具有振动系数的二阶非线性中立型时滞动力方程的有界振动性

摘要/Abstract

摘要：

研究时标T上具有振动系数的二阶非线性中立型时滞动力方程
(r(t)([y(t)+p(t)y(τ(t))]^Δ)^α)^Δ+f(t, y(δ(t)))=0
的有界振动性, 其中p是一个定义于T上的振动函数, α>0是两个正奇数之比. 利用一种Riccati变换技术, 获得了该方程所有有界解振动的几个充分条件, 推广和补充了文献中要求p(t)≥0的一些结果, 并举例说明了该文主要结果的应用.

关键词: 有界振动性, 二阶非线性中立型时滞动力方程, 振动系数, 时标, Riccati变换

Abstract:

In this paper, we investigate the oscillation of bounded solutions of second-order nonlinear neutral delay dynamic equation with oscillating coefficients of the form
(r(t)([y(t)+p(t)y(τ(t))]^Δ)^α)^Δ+f(t, y(δ(t)))=0
on an arbitrary time scale T, where p is an oscillating function defined on T and α>0 is a quotient of odd positive integers. We get some sufficient conditions for the oscillation of all bounded solutions of the equation by developing a Riccati transformation technique. The obtained results extend and complement some known results in which p(t)≥0 for t∈T is required. Several examples are presented to illustrate our main results.

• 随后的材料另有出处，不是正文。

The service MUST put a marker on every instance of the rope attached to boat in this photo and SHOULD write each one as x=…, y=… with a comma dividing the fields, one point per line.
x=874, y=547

Key words: Bounded oscillation, Second-order nonlinear neutral delay dynamic equation, Oscillating coefficient, Time scale, Riccati transformation

中图分类号:

39A10

陈大学. 具有振动系数的二阶非线性中立型时滞动力方程的有界振动性[J]. 数学物理学报, 2013, 33(1): 98-113.

CHEN Da-Xue. Bounded Oscillation for Second-order Nonlinear Neutral Delay Dynamic Equations with Oscillating Coefficients[J]. Acta mathematica scientia,Series A, 2013, 33(1): 98-113.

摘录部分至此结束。